- Tothby Location within Lincolnshire
- OS grid reference: TF445765
- • London: 125 mi (201 km) S
- Civil parish: Alford;
- District: East Lindsey;
- Shire county: Lincolnshire;
- Region: East Midlands;
- Country: England
- Sovereign state: United Kingdom
- Post town: Alford
- Postcode district: LN13
- Police: Lincolnshire
- Fire: Lincolnshire
- Ambulance: East Midlands
- UK Parliament: Louth and Horncastle;

= Tothby =

Hamlet near Alford, in the East Lindsey district of Lincolnshire, England

Tothby is a hamlet less than 1 mi north from the town of Alford, in the East Lindsey district of Lincolnshire, England.

In the 1086 Domesday Book Tothby is listed as "Touedebi", consisting of three households, 20 acre of meadow and 12 acre of woodland.

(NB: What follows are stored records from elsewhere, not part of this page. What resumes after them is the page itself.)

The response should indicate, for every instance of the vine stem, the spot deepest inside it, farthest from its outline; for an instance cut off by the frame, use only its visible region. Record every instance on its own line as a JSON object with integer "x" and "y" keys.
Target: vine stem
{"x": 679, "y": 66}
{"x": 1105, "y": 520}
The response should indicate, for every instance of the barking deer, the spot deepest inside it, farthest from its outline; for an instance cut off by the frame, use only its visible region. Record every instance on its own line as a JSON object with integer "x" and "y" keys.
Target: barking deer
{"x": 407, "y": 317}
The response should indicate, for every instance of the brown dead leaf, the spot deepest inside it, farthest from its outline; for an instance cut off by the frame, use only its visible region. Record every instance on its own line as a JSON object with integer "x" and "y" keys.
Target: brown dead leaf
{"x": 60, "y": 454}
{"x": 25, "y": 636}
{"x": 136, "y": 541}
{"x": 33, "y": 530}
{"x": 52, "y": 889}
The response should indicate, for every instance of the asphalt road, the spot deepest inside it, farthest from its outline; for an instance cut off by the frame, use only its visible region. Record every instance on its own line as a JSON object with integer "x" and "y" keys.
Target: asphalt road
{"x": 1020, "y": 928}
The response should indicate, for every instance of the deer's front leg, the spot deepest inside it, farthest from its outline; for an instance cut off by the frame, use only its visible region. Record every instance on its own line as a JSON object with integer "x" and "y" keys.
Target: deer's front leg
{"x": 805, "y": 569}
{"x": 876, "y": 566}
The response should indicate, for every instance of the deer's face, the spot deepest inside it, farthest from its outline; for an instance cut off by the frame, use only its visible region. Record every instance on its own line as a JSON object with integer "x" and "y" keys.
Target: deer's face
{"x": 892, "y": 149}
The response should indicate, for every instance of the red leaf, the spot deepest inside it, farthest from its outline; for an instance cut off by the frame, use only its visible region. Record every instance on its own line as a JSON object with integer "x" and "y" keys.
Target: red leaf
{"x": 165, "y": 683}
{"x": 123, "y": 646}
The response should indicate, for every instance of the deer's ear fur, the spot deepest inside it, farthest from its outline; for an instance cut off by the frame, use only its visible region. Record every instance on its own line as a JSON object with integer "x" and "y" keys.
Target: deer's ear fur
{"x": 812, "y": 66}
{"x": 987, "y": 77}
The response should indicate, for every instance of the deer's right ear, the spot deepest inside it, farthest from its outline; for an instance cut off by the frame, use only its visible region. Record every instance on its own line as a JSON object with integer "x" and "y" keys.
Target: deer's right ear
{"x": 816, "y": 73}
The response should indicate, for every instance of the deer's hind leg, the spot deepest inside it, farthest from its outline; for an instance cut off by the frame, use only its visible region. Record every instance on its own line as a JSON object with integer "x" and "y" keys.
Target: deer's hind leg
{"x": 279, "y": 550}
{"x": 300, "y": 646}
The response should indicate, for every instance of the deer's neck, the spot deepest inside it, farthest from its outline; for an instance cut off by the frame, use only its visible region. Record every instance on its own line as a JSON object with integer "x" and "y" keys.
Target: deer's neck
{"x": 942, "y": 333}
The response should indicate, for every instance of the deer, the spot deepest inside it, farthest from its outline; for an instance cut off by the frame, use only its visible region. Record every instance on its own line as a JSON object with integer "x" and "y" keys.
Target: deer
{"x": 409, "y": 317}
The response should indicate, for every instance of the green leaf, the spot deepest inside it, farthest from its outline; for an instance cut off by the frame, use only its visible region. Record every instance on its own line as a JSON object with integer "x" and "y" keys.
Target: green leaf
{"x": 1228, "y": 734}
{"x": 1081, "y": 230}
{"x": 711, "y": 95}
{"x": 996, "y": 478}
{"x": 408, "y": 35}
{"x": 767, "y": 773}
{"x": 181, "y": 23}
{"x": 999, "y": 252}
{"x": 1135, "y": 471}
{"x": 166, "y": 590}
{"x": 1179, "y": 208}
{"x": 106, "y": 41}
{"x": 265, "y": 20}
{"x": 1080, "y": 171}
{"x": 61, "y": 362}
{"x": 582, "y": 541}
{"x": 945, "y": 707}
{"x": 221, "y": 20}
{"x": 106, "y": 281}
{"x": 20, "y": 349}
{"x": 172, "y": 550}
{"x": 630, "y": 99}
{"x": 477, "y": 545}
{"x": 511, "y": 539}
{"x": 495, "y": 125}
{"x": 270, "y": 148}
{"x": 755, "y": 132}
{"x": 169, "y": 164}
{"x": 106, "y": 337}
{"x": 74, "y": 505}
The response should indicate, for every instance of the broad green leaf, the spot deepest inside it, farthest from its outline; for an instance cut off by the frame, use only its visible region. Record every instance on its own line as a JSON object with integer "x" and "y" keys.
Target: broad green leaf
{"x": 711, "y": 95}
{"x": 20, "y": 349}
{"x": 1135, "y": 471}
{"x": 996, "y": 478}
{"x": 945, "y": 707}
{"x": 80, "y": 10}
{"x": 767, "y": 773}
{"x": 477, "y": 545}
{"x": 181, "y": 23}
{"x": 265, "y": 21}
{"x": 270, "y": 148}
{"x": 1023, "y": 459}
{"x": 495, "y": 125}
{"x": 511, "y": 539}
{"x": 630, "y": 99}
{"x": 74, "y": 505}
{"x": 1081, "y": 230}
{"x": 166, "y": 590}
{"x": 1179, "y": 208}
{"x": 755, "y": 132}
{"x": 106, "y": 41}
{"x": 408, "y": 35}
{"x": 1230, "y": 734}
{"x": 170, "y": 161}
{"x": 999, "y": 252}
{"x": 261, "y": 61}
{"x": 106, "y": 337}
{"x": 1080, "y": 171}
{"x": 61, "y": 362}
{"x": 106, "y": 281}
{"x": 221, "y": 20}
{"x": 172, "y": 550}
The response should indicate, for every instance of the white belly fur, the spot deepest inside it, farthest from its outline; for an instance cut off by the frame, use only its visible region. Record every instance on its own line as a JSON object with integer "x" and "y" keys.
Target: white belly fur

Today Tothby considered a deserted medieval village, and the only extant property is Tothby Manor House, a Grade II listed building dating from the mid-17th century with alterations around 1840. Built of red brick, the house stands behind a moated enclosure, the site of the early Tothby Manor, home of the founder of the 14th-century church of St Wilfrid, Alford. The Manor was bought by Sir Robert Christopher in the mid-17th century when the present farmhouse was first built.